Bugün şu parantez meselesine biraz daha yakından bakmak istiyorum. Malum, son dönemde sıkça kullanılan bir söylem bu...
Parantezin açılma tarihi konusunda farklılıklar olsa da (kimileri 1839’da, kimileri 1925’te açıyor) Yeni Türkiye’nin tarihi bir parantezin kapanması anlamına geldiği konusunda bir konsensus var gibi.
Parantezin 1925’te açıldığını söyleyenler esas itibariyle “Yanlış Cumhuriyet” e işaret ediyor ve artık her türlü vesayetin geriletildiği, cumhuriyetin cumhuru istediği yönde dönüştürmeyi değil, cumhura hizmet etmeyi görev addettiği; siyaseti bürokrasinin değil seçilmişlerin belirlediği, daha genele olarak cumhuriyetin demokrasiyle birleştiği yeni bir rejimin kurulmakta olduğunu anlatmaya çalışıyorlar.
Parantezi 1830’larda açanlar ise yaşanan değişimi daha ziyade Batı medeniyetine karşı “yeni bir medeniyet projesinin inşası” olarak görme eğiliminde...
Kuruluşundan günümüze AK Parti'yi tanımlayacak ana kavramlardan birinin "yeni bir medeniyet tasavvuru arayışı" olduğu, bu hareketi tanıyan herkesin bildiği bir nokta.

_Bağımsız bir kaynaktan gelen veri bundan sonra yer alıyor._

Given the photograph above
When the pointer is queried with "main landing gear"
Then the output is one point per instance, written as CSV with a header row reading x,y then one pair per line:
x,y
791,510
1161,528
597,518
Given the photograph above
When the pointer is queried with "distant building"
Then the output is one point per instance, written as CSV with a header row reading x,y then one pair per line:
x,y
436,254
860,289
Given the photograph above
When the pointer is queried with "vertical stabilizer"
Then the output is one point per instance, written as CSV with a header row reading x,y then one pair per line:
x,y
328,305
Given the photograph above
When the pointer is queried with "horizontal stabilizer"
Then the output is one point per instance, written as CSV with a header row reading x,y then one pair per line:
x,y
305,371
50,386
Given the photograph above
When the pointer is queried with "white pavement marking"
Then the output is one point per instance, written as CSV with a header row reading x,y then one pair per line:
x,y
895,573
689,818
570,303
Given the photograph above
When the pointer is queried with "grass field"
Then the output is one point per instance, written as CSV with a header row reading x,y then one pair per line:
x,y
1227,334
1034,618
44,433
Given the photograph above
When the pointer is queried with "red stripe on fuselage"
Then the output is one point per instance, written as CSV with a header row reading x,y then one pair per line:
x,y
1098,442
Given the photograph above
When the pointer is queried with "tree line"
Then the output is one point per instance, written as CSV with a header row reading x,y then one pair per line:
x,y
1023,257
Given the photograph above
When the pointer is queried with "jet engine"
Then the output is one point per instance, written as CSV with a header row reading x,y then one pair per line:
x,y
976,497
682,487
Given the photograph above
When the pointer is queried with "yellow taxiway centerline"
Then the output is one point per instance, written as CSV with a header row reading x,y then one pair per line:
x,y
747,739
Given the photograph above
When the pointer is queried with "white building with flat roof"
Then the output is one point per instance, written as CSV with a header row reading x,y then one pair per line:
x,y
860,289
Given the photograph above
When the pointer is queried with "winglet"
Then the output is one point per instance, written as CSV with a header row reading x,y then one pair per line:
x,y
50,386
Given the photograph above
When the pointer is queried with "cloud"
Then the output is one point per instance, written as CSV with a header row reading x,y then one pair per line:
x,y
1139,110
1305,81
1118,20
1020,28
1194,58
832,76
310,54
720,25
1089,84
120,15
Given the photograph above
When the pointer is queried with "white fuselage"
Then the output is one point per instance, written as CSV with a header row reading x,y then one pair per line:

Ayrıca, Başbakan Davutoğlu’nun bu tasavvur üzerinde en fazla kafa yormuş ve entelektüel katkıyı yapmış isimlerden biri olduğunu biliyoruz.
Ama yine de, “Yeni Türkiye ülkeye ve dünyaya bakışımızın kökten değişmesi demektir” gibi ifadeleri duyduğumda irkiliyorum. Bu tip cümlelerde “geçmişten köklü kopuş” fikrini görüyorum. Her türlü “köklü kopuş” ihtimali karşısında duyduğum tedirginliğim doğal olarak depreşiyor.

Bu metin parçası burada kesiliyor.